Dei com os olhos na notícia do jornal e achei engraçado. Eis que perturbavam os passantes, os “habitués” da fila, “as expansões”, do casalzinho, vai ver que de volta das aulas ou do trabalho. Não ri, nem chorei: como Machado de Assis, admirei-me simplesmente com as turbas.
Ontem, rolava eu pela tarde irrealmente linda de Petrópolis, e, não sei por que, pensava nesses namorados que nunca vi. Pensei em prestar-lhes o meu irrestrito apoio, intenção que ora concretizo, por estas mal traçadas.
Pois que seria de nós, deste complicado mundo, sem vós, namorados, mesmo que sejam estes que tanto reclamam, da fila Erasmo Braga-Urca. Amem-se, expandam-se nas suas expansões, que a ninguém pode fazer mal, mesmo ele sendo muito alto, ela muito baixinha, obedecendo à lei dos contrastes ou ao gênio da espécie. Estamos cansados, neurastênicos, aflitos neste mundo que não sabemos, mas desconfiamos, às vezes, aterrorizados, para onde irá. E um casal se ama, e, se amando, expande-se e se assim se expande às seis horas da tarde, na fila do ônibus, há de ser porque não tem muito lazer nem local para expandir-se em sítio mais cômodo, para eles e para os demais “habitués” da fila.

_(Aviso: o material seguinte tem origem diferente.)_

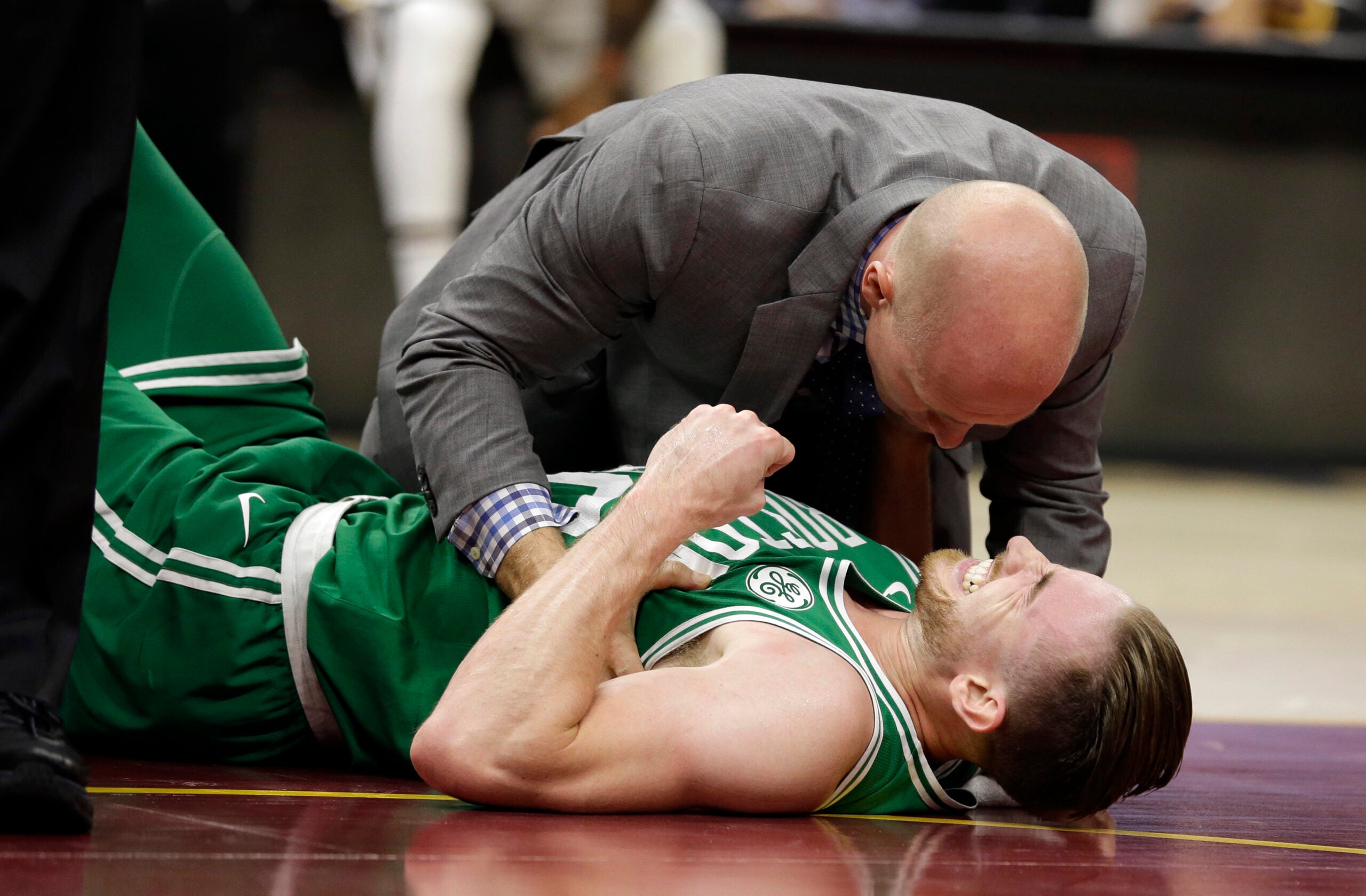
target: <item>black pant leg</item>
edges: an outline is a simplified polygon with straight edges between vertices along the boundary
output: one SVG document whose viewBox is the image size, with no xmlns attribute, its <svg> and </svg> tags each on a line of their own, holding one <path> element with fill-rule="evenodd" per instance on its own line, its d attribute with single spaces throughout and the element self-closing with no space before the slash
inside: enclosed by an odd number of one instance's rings
<svg viewBox="0 0 1366 896">
<path fill-rule="evenodd" d="M 0 690 L 57 703 L 90 552 L 141 0 L 0 0 Z"/>
</svg>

E fico a pensar em que expansões serão essas dele, muito alto, ela muito baixinha, como fez questão de frisar o reclamante, capaz de tanto perturbar a volta do trabalho desses escandalizados habitantes da Urca.

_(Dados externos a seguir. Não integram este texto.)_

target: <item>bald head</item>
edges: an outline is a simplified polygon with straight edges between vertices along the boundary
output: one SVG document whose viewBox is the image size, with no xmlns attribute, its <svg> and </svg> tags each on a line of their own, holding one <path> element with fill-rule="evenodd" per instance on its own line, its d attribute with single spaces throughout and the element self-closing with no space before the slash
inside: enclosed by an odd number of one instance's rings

Não sei, mas estou convosco, ó namorados, ele muito alto etc. etc. O mais que fazeis é estar amando e não é coisa que geralmente faça mal ao próximo. Amando, no Rio de Janeiro, no Brasil, a inflação subindo quatro vírgulas não sei quanto cada mês, cápsulas espaciais a despencarem dos ceús, guerra no Vietnã, aflições e desconfortos vários. E vós ainda vos amais, um ao outro, numa fila humilde de ônibus, entre cinco e seis horas da tarde, vai ver que cansados da lida do dia.
Amem-se, expandam-se, doa a quem doer, que não há de doer muito. Digam o que disserem,é um dos belos ofícios que se pode exercer, neste triste mundo, este de amar e expandir-se. Mesmo sendo “ele muito alto, ela baixinha”.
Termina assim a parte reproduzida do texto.